Capitalism is once again exposed as a global system of rent-seeking. And the economist recognizes that this is Marx’s contribution to the analysis. What is a system of rent-seeking? It is a system of profit-seeking by expropriating others’ wealth. For example, through the institutionalization of borderless trade, the casualisation of labour, and the creation of monopolies. These are all, as the Economist says, ways of expropriating others’ wealth and recognizes that Marx has contributed to our understanding of that.

But there is a further point here; the Economist doesn’t say something we’ve already covered - and that is that it is the falling rate of profit that is the imperative behind this. But the Economist recognizes that today’s backlash is not creative and unifying. It is not what we might expect in a time of radical global crisis. It’s populist; current reformers also look devoid of ideas. But as the economist concludes, if we fail to confront capitalism’s problems, even worse awaits us.

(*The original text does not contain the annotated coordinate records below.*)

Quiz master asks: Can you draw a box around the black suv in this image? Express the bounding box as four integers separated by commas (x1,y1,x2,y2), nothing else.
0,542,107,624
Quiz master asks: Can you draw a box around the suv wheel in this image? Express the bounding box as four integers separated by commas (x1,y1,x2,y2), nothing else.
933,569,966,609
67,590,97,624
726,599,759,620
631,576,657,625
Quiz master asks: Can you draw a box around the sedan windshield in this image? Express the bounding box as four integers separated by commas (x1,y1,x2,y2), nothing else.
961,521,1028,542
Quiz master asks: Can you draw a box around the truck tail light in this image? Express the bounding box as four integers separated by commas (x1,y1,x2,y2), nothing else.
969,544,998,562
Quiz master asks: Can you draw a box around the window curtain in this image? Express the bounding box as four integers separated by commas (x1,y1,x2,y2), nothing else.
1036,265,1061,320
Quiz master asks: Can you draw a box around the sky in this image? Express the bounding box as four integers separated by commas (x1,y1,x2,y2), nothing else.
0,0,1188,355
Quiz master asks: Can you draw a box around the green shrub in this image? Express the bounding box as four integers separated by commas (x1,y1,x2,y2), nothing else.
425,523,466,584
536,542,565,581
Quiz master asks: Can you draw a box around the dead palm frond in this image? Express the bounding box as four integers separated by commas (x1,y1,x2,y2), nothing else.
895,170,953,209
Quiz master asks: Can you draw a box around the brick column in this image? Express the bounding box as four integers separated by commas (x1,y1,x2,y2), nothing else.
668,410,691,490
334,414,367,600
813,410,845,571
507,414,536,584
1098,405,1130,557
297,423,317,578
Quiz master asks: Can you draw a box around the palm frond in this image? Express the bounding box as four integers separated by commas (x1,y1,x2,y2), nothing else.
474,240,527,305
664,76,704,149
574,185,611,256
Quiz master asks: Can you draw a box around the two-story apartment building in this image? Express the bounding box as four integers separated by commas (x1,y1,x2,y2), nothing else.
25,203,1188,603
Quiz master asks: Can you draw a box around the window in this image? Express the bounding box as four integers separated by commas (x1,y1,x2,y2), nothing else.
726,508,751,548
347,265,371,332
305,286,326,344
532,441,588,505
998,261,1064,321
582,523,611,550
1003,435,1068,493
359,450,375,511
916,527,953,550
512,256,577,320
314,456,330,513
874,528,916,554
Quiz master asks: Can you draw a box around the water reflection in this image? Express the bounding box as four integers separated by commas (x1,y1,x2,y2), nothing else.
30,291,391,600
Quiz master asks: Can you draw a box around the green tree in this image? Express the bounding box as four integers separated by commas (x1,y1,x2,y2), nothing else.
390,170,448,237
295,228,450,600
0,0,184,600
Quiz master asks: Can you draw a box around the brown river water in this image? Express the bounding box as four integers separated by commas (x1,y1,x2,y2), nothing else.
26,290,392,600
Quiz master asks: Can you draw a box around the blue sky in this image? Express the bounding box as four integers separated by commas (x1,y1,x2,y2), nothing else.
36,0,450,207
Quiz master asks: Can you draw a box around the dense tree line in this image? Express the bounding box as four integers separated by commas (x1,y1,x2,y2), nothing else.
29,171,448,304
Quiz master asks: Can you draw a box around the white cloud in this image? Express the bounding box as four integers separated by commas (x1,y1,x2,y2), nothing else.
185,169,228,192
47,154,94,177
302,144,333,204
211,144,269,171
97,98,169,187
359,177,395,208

Well that is the analysis that I have taken and summarized from three published documents. You will have these - my PowerPoint summary - we can reflect briefly on what we have done. We’ve covered a great deal on Marx in the previous classes. We’ve now evaluated the underlying question of whether he was a realist or a utopian. And we have seen from these particular documents that - none of them written by anyone who is an avowed Marxist or any such thing - we have seen from these documents, from my summary, that in the end, even the Economist thinks he was the greater realist, not the utopian.

So, I should correct that, Leo Panitch concludes that Marx is the realist, the greater realist than the reformers and the Economist recognizes that current reformers look devoid of ideas. But if we don’t address capitalism’s problems, even worse awaits us. So, that concludes our coverage of Marx. We shall move on in the next topic to Anarchism, and we shall see its origins as a modern political philosophy or a political ideology. We’ll stop there.